Biometric authentication seems to be the way forward, with most IT professionals seeing biometric authentication as an improvement over traditional authentication methods like passwords, PIN numbers, and personal security questions. Other biometric methods include hand geometry recognition, iris scanning technology, and voice recognition. With the rise of these new methods and the increased adoption of fingerprint and face scanners, Spiceworks predicts that nearly 90 percent of businesses will be using biometric technology by 2020.
Additionally, data-driven software is essential for managing overall security in today’s threat environment. Security decision-makers at all levels of an organization can use these solutions to access real-time information — data gathered from digital security assets connected to IT infrastructure — in order to respond to threats as they develop. By delivering updated information to stakeholders simultaneously, software solutions make it possible to answer physical threats in a concerted, organized way.

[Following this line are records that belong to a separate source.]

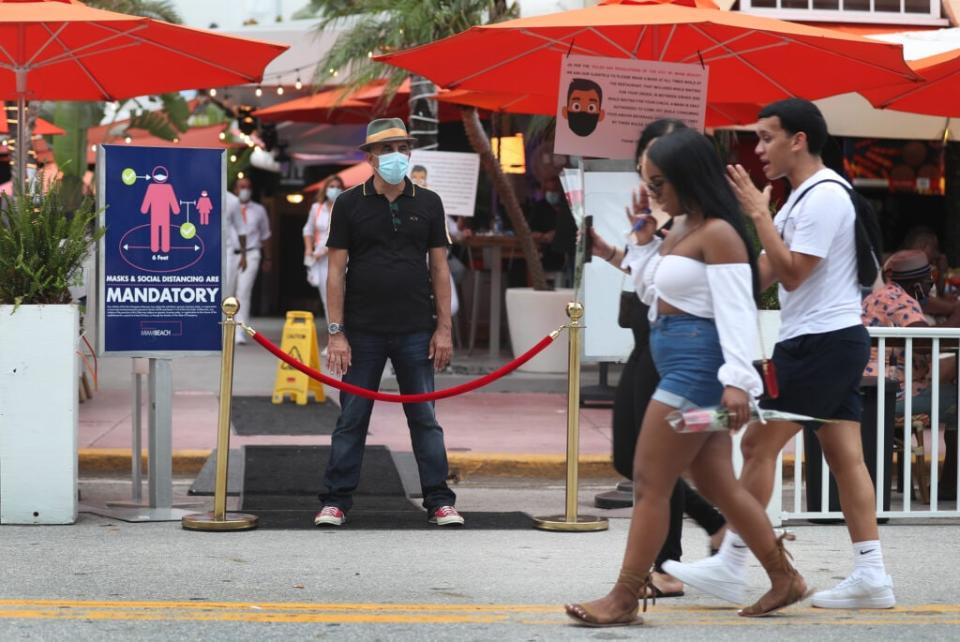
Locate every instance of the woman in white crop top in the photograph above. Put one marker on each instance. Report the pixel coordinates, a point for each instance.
(701, 285)
(315, 234)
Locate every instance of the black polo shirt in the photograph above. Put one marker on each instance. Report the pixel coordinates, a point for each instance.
(388, 278)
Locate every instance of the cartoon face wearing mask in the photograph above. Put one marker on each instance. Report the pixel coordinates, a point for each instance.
(583, 111)
(160, 174)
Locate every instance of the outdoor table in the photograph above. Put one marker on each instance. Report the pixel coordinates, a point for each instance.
(496, 243)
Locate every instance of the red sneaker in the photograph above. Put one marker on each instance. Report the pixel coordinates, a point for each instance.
(446, 516)
(329, 516)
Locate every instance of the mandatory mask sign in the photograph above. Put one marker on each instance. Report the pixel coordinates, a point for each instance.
(161, 259)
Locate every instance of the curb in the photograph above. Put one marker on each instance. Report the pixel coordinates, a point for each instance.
(94, 461)
(114, 461)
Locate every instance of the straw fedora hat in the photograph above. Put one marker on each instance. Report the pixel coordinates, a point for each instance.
(386, 130)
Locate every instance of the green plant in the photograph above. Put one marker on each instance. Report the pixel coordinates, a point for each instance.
(43, 245)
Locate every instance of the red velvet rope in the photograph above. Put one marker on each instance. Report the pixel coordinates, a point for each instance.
(423, 396)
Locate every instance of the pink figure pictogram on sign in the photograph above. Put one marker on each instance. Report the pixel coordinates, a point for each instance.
(204, 206)
(159, 201)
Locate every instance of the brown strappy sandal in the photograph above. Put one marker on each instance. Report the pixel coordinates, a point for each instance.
(639, 586)
(788, 587)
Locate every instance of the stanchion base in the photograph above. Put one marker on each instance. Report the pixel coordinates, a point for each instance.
(230, 522)
(584, 523)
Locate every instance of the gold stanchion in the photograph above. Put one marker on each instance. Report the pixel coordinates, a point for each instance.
(570, 521)
(220, 519)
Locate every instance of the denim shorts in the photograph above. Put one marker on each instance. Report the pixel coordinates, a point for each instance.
(686, 351)
(819, 374)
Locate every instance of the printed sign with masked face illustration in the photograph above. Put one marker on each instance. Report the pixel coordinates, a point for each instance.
(604, 103)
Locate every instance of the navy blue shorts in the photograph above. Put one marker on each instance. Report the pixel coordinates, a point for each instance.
(819, 374)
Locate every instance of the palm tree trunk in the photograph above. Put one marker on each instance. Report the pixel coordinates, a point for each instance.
(481, 145)
(424, 123)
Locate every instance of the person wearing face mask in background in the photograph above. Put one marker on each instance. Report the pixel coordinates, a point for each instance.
(553, 228)
(388, 290)
(315, 234)
(251, 226)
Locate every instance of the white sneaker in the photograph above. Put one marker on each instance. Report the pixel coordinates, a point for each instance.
(858, 592)
(446, 516)
(710, 575)
(329, 516)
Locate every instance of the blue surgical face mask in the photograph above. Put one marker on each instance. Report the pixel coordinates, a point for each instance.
(393, 167)
(921, 294)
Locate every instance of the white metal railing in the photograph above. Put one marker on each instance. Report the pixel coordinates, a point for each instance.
(904, 12)
(783, 507)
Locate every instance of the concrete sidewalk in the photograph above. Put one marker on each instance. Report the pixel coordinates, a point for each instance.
(516, 426)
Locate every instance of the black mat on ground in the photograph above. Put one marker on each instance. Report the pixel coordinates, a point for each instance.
(298, 470)
(358, 519)
(260, 416)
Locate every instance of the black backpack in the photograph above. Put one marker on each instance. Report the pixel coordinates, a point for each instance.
(868, 238)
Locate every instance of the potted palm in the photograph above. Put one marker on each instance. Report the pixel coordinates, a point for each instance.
(43, 245)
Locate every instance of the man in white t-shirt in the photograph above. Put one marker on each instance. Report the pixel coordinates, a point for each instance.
(248, 248)
(810, 249)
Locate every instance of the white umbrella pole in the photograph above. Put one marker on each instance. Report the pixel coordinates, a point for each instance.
(21, 150)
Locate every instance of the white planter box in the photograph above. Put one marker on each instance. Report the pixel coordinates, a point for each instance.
(531, 315)
(38, 414)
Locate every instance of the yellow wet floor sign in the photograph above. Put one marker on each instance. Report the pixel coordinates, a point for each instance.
(300, 342)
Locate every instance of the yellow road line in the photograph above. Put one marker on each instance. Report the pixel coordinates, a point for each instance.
(367, 613)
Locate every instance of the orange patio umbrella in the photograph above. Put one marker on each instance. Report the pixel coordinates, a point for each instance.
(751, 59)
(335, 107)
(194, 137)
(65, 50)
(331, 107)
(936, 95)
(702, 4)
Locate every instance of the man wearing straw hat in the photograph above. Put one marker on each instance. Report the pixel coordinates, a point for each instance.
(388, 290)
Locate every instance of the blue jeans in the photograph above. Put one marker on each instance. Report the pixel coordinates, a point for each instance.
(369, 354)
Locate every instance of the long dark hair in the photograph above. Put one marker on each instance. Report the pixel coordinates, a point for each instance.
(656, 129)
(690, 162)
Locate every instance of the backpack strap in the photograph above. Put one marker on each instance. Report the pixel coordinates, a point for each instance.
(804, 193)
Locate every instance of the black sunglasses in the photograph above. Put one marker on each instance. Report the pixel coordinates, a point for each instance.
(395, 214)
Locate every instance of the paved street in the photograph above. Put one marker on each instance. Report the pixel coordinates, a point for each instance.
(106, 580)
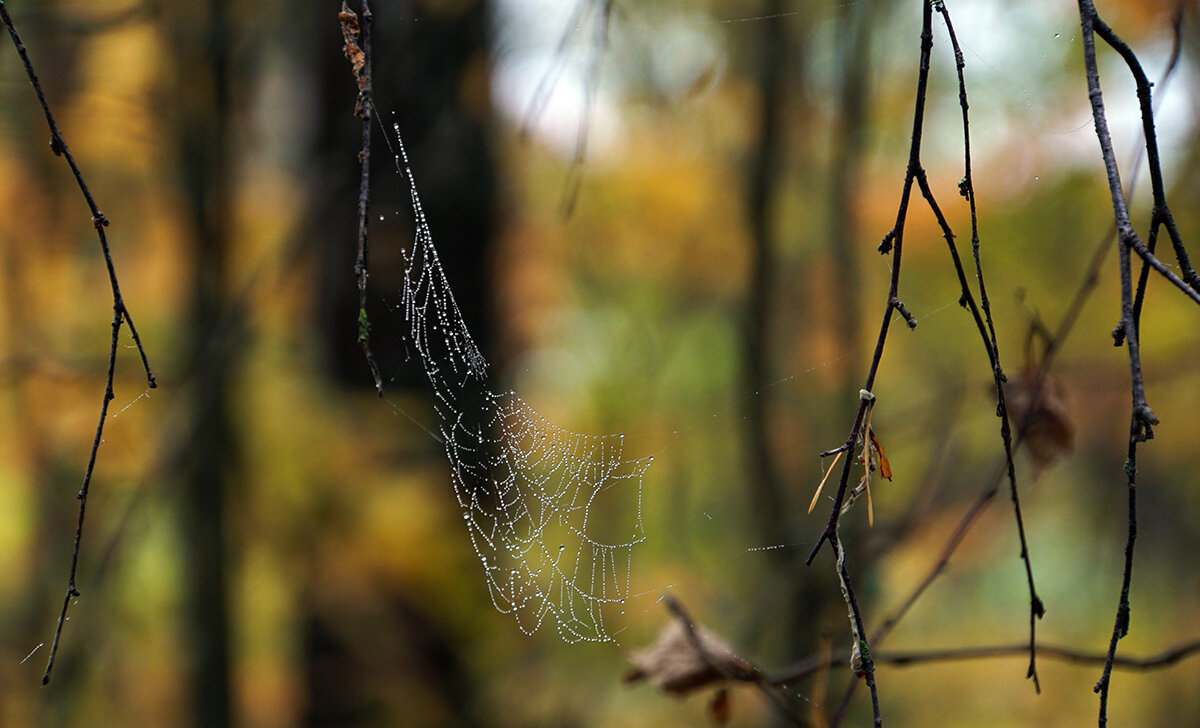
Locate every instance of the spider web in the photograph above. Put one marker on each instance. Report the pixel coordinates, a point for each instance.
(541, 504)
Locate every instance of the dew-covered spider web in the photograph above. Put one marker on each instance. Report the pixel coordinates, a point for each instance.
(553, 515)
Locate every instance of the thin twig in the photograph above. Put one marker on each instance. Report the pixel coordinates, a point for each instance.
(893, 242)
(1062, 654)
(1128, 330)
(966, 187)
(357, 35)
(120, 314)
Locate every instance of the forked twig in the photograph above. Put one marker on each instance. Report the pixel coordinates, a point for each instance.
(120, 314)
(357, 36)
(1143, 419)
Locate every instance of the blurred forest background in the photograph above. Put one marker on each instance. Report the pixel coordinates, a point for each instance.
(676, 241)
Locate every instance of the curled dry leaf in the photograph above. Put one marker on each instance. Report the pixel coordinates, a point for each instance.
(684, 660)
(1041, 416)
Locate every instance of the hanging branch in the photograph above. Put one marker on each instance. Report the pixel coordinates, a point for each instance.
(1128, 329)
(357, 37)
(120, 314)
(988, 334)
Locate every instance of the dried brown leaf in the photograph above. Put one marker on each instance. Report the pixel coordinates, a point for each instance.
(1041, 416)
(885, 465)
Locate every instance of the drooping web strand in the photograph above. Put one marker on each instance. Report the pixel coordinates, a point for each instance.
(552, 515)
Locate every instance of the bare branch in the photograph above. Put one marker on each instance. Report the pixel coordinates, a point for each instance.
(120, 314)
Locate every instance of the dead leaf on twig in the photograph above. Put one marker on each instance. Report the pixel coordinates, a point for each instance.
(1041, 416)
(685, 659)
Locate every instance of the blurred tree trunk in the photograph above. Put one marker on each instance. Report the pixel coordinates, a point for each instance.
(203, 36)
(762, 181)
(802, 596)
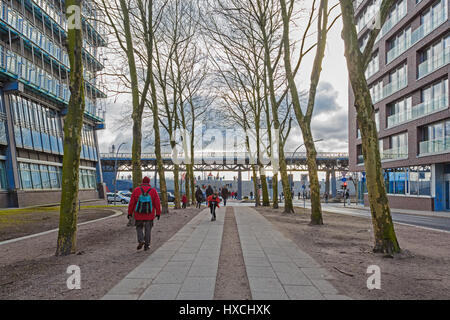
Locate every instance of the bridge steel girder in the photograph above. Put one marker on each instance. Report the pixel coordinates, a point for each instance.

The Convergence of Cybersecurity and Physical Security
As cybersecurity and physical security converge, organizations should consider the next steps to develop a more comprehensive security strategy. By thinking of cyber-physical security in a unified way, teams can invest in advanced digital technology that makes their network and facilities safer while simultaneously accounting for the vulnerabilities of increasingly connected physical assets.
This means that organizations will need to consider necessary changes to bring cybersecurity and physical security planning together. Moving forward, it’s going to be essential that facilities staff and IT professionals collaborate if organizations are going to successfully counter physical cybersecurity threats.
Ultimately, key decision-makers will need to work with stakeholders across cybersecurity and physical security teams to determine the best path forward. While the exact makeup of these arrangements will differ from one organization to the next, security professionals will need to work together to prevent cybercriminals from breaching their networks and inflicting damage on their physical infrastructure.